Определение это имеет очень глубокие корни и перебрасывает нас к вопросу о том пути, на котором актёр-воплотитель взращивает в себе свой сценический образ.
Анализ духовной и актёрской природы актёра-изобразителя выяснил нам своеобразную зависимость и противоположность двух начал в душе человека: начала самосозерцания и начала самозабвения.
Человек, объективирующий свои переживания и созерцающий себя со стороны, человек, постоянно живущий в сопровождении своего двойника, — всегда человек, лишенный дара самозабвения. Если такой человек без самозабвения — актёр, то его художественное творчество неизбежно пойдет по пути той же объективирующей рефлексии, того же самосозерцания, что характерны и для его внеэстетической жизни.

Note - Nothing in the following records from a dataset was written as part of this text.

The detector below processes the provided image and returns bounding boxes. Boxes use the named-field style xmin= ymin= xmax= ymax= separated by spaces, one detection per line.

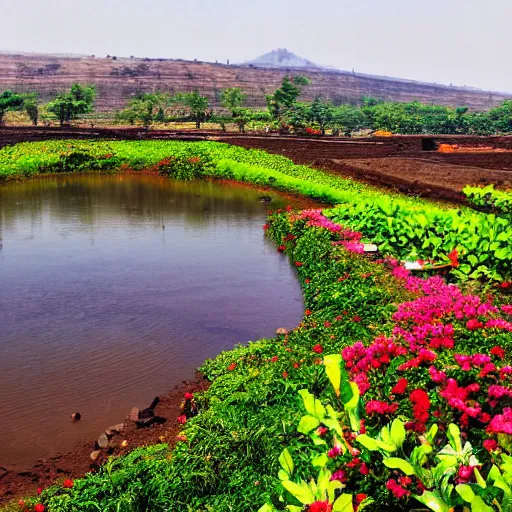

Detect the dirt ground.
xmin=0 ymin=375 xmax=209 ymax=504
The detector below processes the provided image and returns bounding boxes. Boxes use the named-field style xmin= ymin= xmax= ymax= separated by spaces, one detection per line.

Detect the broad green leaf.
xmin=281 ymin=480 xmax=315 ymax=505
xmin=383 ymin=457 xmax=415 ymax=476
xmin=426 ymin=424 xmax=438 ymax=445
xmin=324 ymin=354 xmax=342 ymax=397
xmin=447 ymin=423 xmax=462 ymax=452
xmin=258 ymin=504 xmax=276 ymax=512
xmin=474 ymin=468 xmax=487 ymax=489
xmin=333 ymin=494 xmax=354 ymax=512
xmin=278 ymin=469 xmax=289 ymax=481
xmin=471 ymin=496 xmax=494 ymax=512
xmin=414 ymin=491 xmax=452 ymax=512
xmin=299 ymin=389 xmax=326 ymax=418
xmin=312 ymin=453 xmax=329 ymax=468
xmin=327 ymin=481 xmax=343 ymax=503
xmin=279 ymin=448 xmax=294 ymax=476
xmin=390 ymin=419 xmax=406 ymax=449
xmin=316 ymin=467 xmax=332 ymax=498
xmin=298 ymin=415 xmax=320 ymax=435
xmin=355 ymin=434 xmax=380 ymax=451
xmin=344 ymin=382 xmax=360 ymax=409
xmin=286 ymin=507 xmax=303 ymax=512
xmin=456 ymin=483 xmax=475 ymax=503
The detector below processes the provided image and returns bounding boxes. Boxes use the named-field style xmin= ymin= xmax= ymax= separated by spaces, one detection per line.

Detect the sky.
xmin=1 ymin=0 xmax=511 ymax=92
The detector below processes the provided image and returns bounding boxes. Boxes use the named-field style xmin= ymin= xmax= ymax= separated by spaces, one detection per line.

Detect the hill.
xmin=245 ymin=48 xmax=322 ymax=69
xmin=0 ymin=51 xmax=509 ymax=112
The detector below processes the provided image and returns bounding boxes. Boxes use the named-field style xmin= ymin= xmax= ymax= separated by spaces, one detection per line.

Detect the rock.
xmin=127 ymin=407 xmax=139 ymax=422
xmin=275 ymin=327 xmax=288 ymax=335
xmin=97 ymin=433 xmax=109 ymax=449
xmin=90 ymin=450 xmax=102 ymax=462
xmin=105 ymin=423 xmax=125 ymax=436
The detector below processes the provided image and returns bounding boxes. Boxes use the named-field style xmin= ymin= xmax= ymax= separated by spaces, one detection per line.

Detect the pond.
xmin=0 ymin=174 xmax=304 ymax=468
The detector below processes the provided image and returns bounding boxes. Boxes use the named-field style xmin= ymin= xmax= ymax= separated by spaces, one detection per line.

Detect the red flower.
xmin=18 ymin=500 xmax=25 ymax=507
xmin=359 ymin=462 xmax=369 ymax=475
xmin=271 ymin=356 xmax=279 ymax=363
xmin=34 ymin=506 xmax=45 ymax=512
xmin=294 ymin=261 xmax=303 ymax=267
xmin=184 ymin=392 xmax=194 ymax=400
xmin=262 ymin=223 xmax=269 ymax=231
xmin=312 ymin=344 xmax=323 ymax=354
xmin=490 ymin=346 xmax=506 ymax=359
xmin=356 ymin=494 xmax=367 ymax=503
xmin=466 ymin=318 xmax=484 ymax=330
xmin=37 ymin=488 xmax=43 ymax=495
xmin=500 ymin=282 xmax=511 ymax=289
xmin=277 ymin=245 xmax=286 ymax=252
xmin=177 ymin=415 xmax=187 ymax=424
xmin=307 ymin=500 xmax=332 ymax=512
xmin=227 ymin=363 xmax=236 ymax=371
xmin=448 ymin=248 xmax=459 ymax=268
xmin=293 ymin=363 xmax=300 ymax=369
xmin=282 ymin=371 xmax=288 ymax=379
xmin=305 ymin=309 xmax=312 ymax=316
xmin=484 ymin=439 xmax=498 ymax=452
xmin=410 ymin=389 xmax=430 ymax=424
xmin=391 ymin=378 xmax=408 ymax=395
xmin=62 ymin=478 xmax=74 ymax=489
xmin=305 ymin=278 xmax=311 ymax=284
xmin=353 ymin=316 xmax=362 ymax=323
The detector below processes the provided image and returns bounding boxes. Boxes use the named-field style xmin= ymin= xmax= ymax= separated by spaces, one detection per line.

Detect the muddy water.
xmin=0 ymin=174 xmax=304 ymax=468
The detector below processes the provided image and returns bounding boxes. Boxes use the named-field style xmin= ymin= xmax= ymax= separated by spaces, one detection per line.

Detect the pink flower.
xmin=466 ymin=318 xmax=484 ymax=330
xmin=365 ymin=400 xmax=398 ymax=416
xmin=330 ymin=470 xmax=347 ymax=482
xmin=177 ymin=415 xmax=187 ymax=424
xmin=457 ymin=466 xmax=475 ymax=483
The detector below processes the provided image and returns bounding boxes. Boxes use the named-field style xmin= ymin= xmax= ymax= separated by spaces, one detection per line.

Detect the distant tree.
xmin=46 ymin=84 xmax=96 ymax=126
xmin=116 ymin=92 xmax=170 ymax=128
xmin=221 ymin=87 xmax=247 ymax=111
xmin=23 ymin=93 xmax=39 ymax=125
xmin=266 ymin=75 xmax=310 ymax=130
xmin=174 ymin=91 xmax=209 ymax=129
xmin=221 ymin=88 xmax=251 ymax=132
xmin=331 ymin=105 xmax=368 ymax=136
xmin=155 ymin=106 xmax=166 ymax=123
xmin=0 ymin=90 xmax=25 ymax=125
xmin=307 ymin=97 xmax=334 ymax=135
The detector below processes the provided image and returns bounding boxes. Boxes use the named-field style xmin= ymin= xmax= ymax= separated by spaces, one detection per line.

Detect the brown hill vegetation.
xmin=0 ymin=53 xmax=509 ymax=112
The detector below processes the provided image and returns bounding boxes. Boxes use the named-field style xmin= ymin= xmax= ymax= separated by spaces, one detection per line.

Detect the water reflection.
xmin=0 ymin=174 xmax=304 ymax=467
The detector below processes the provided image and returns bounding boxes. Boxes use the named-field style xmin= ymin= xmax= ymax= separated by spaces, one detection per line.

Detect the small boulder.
xmin=105 ymin=423 xmax=125 ymax=436
xmin=90 ymin=450 xmax=102 ymax=462
xmin=127 ymin=407 xmax=139 ymax=422
xmin=97 ymin=433 xmax=109 ymax=449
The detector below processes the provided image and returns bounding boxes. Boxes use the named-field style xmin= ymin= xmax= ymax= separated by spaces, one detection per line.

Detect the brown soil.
xmin=0 ymin=374 xmax=209 ymax=505
xmin=2 ymin=127 xmax=512 ymax=203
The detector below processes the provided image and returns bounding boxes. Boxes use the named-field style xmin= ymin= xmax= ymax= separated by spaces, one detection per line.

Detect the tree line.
xmin=1 ymin=77 xmax=511 ymax=135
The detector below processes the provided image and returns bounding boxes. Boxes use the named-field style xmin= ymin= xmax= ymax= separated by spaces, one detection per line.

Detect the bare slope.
xmin=0 ymin=52 xmax=509 ymax=112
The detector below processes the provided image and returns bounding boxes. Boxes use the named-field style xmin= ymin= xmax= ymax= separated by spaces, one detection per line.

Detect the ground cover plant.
xmin=2 ymin=141 xmax=512 ymax=511
xmin=1 ymin=140 xmax=511 ymax=283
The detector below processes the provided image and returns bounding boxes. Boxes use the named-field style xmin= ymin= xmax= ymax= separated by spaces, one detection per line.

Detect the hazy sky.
xmin=2 ymin=0 xmax=511 ymax=92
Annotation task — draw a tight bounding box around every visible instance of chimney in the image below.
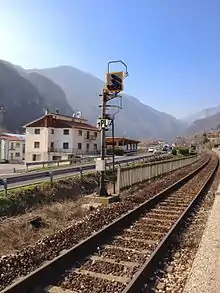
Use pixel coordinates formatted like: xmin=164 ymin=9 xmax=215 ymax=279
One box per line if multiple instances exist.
xmin=55 ymin=109 xmax=60 ymax=115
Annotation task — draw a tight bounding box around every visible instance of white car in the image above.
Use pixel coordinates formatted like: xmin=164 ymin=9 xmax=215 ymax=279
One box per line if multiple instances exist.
xmin=148 ymin=148 xmax=154 ymax=152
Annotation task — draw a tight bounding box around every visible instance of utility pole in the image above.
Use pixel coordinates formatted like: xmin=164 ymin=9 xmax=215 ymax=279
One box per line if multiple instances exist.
xmin=97 ymin=60 xmax=128 ymax=197
xmin=112 ymin=117 xmax=115 ymax=194
xmin=99 ymin=89 xmax=109 ymax=196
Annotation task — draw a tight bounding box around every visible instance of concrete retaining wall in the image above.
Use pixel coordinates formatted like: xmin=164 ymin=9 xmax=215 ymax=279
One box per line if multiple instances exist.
xmin=116 ymin=155 xmax=199 ymax=192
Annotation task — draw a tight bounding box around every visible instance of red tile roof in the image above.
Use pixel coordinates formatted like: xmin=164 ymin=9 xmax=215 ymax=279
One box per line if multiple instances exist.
xmin=24 ymin=114 xmax=100 ymax=131
xmin=0 ymin=135 xmax=22 ymax=141
xmin=106 ymin=137 xmax=140 ymax=144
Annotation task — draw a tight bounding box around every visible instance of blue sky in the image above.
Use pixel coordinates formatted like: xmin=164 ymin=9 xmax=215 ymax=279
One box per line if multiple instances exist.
xmin=0 ymin=0 xmax=219 ymax=118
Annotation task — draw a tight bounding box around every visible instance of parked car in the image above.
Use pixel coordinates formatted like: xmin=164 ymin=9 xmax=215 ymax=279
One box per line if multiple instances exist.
xmin=148 ymin=148 xmax=154 ymax=152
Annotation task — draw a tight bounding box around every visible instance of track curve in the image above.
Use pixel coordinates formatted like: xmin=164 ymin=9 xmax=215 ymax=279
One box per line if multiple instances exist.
xmin=1 ymin=154 xmax=218 ymax=293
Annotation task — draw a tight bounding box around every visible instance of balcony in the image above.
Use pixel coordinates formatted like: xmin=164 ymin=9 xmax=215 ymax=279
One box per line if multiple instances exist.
xmin=48 ymin=147 xmax=100 ymax=155
xmin=84 ymin=135 xmax=97 ymax=141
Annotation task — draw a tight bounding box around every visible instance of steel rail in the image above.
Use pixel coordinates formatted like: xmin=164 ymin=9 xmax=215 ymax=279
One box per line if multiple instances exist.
xmin=122 ymin=156 xmax=219 ymax=293
xmin=1 ymin=155 xmax=212 ymax=293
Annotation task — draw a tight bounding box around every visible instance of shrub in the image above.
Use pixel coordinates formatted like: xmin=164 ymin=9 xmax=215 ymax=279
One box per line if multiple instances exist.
xmin=172 ymin=149 xmax=177 ymax=155
xmin=178 ymin=147 xmax=189 ymax=156
xmin=107 ymin=148 xmax=124 ymax=156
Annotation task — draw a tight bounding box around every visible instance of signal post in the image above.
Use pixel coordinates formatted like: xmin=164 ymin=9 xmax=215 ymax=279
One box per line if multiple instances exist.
xmin=96 ymin=61 xmax=128 ymax=197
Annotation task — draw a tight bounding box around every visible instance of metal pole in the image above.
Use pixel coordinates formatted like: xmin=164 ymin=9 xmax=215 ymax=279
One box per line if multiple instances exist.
xmin=99 ymin=90 xmax=108 ymax=196
xmin=112 ymin=117 xmax=116 ymax=194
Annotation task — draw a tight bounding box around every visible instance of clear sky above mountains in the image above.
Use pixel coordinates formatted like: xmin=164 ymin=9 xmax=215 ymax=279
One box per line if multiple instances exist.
xmin=0 ymin=0 xmax=219 ymax=118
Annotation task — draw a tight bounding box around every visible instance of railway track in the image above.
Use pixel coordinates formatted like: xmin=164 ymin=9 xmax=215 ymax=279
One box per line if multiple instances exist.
xmin=1 ymin=154 xmax=218 ymax=293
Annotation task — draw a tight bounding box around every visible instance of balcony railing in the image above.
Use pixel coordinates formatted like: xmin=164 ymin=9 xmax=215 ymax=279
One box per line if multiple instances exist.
xmin=48 ymin=147 xmax=100 ymax=155
xmin=84 ymin=135 xmax=97 ymax=141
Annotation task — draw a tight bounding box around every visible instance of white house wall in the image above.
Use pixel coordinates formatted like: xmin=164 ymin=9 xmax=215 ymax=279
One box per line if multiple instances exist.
xmin=0 ymin=139 xmax=24 ymax=161
xmin=25 ymin=127 xmax=49 ymax=162
xmin=25 ymin=125 xmax=101 ymax=162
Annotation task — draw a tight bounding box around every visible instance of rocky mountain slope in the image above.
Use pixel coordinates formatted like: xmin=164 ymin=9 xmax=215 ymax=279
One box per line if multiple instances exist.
xmin=0 ymin=60 xmax=73 ymax=133
xmin=182 ymin=105 xmax=220 ymax=126
xmin=30 ymin=65 xmax=186 ymax=140
xmin=187 ymin=111 xmax=220 ymax=134
xmin=0 ymin=61 xmax=45 ymax=133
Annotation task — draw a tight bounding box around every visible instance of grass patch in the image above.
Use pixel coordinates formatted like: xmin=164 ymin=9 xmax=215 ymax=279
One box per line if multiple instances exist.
xmin=0 ymin=154 xmax=197 ymax=218
xmin=0 ymin=170 xmax=116 ymax=217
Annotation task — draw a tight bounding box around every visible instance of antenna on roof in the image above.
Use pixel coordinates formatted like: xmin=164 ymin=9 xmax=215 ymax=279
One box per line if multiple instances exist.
xmin=44 ymin=107 xmax=49 ymax=115
xmin=76 ymin=111 xmax=82 ymax=118
xmin=0 ymin=105 xmax=6 ymax=130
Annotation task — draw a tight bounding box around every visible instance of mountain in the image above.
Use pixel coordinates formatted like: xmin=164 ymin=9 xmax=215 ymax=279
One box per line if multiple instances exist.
xmin=182 ymin=105 xmax=220 ymax=126
xmin=29 ymin=66 xmax=186 ymax=140
xmin=0 ymin=60 xmax=73 ymax=133
xmin=0 ymin=59 xmax=186 ymax=139
xmin=20 ymin=71 xmax=73 ymax=116
xmin=187 ymin=111 xmax=220 ymax=134
xmin=0 ymin=60 xmax=45 ymax=133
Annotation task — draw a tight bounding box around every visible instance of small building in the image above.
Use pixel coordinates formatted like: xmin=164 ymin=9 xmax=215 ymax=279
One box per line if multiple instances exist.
xmin=106 ymin=137 xmax=140 ymax=153
xmin=24 ymin=113 xmax=101 ymax=162
xmin=0 ymin=133 xmax=25 ymax=162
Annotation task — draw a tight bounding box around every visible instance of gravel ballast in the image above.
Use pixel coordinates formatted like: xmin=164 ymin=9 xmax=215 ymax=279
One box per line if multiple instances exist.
xmin=183 ymin=186 xmax=220 ymax=293
xmin=141 ymin=155 xmax=220 ymax=293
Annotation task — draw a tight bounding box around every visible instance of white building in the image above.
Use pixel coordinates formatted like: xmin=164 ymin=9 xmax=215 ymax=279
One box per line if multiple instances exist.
xmin=24 ymin=113 xmax=101 ymax=162
xmin=0 ymin=133 xmax=25 ymax=162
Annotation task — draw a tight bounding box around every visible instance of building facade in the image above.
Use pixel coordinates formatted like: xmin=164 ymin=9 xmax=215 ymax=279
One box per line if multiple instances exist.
xmin=24 ymin=113 xmax=101 ymax=162
xmin=106 ymin=137 xmax=140 ymax=153
xmin=0 ymin=133 xmax=25 ymax=162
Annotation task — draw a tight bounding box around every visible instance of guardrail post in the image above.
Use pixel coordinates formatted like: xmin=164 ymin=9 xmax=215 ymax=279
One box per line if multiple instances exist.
xmin=49 ymin=171 xmax=53 ymax=185
xmin=79 ymin=167 xmax=83 ymax=180
xmin=3 ymin=179 xmax=7 ymax=196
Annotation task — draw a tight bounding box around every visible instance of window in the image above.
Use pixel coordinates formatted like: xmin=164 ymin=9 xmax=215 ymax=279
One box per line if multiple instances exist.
xmin=34 ymin=141 xmax=40 ymax=148
xmin=78 ymin=143 xmax=82 ymax=150
xmin=15 ymin=142 xmax=20 ymax=148
xmin=86 ymin=143 xmax=89 ymax=151
xmin=86 ymin=131 xmax=90 ymax=139
xmin=51 ymin=129 xmax=54 ymax=134
xmin=94 ymin=132 xmax=97 ymax=138
xmin=10 ymin=142 xmax=14 ymax=149
xmin=78 ymin=130 xmax=82 ymax=136
xmin=50 ymin=142 xmax=54 ymax=149
xmin=94 ymin=143 xmax=97 ymax=150
xmin=15 ymin=152 xmax=20 ymax=157
xmin=35 ymin=129 xmax=40 ymax=135
xmin=63 ymin=142 xmax=69 ymax=149
xmin=32 ymin=154 xmax=41 ymax=161
xmin=63 ymin=129 xmax=69 ymax=135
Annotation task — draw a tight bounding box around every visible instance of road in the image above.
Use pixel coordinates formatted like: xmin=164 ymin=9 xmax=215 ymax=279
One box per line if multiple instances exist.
xmin=0 ymin=153 xmax=155 ymax=190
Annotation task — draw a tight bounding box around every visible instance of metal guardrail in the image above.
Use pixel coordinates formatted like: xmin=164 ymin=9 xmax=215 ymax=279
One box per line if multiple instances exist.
xmin=0 ymin=154 xmax=166 ymax=188
xmin=25 ymin=156 xmax=99 ymax=169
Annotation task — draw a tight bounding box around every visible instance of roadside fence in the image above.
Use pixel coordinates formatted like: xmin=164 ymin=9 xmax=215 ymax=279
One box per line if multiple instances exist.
xmin=116 ymin=155 xmax=199 ymax=193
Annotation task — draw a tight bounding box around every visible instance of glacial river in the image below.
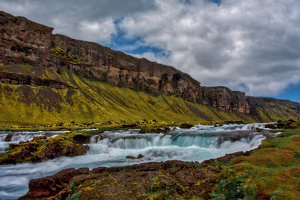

Актёр как человек неспособный не видеть себя со стороны ни в моменты «безумной влюбленности», ни «у гроба матери», будет и себя-Гамлета неизбежно видеть в ситуации своего vis-à-vis. Его игра будет потому всегда, как это уже было мною показано, только усложнённейшей самоимитацией, двоящимся представлением.
Совсем иначе совершается творческий процесс в душе актёра-воплотителя. Человек, способный к полному самозабвению, человек, в большие минуты своей жизни никогда не стоящий перед зеркалом самосознания, актёр-воплотитель и себя-Гамлета взращивает в себе не как объективно предстоящий его глазам образ, но как безобразную глубину своей души. Для него характерно, что вызревающего в нём Гамлета он совершенно так же не рассматривает, как всякий подлинно самозабвенный человек не рассматривает со стороны и всякое иное вырастающее в нем событие духа, свою любовь, свое страдание.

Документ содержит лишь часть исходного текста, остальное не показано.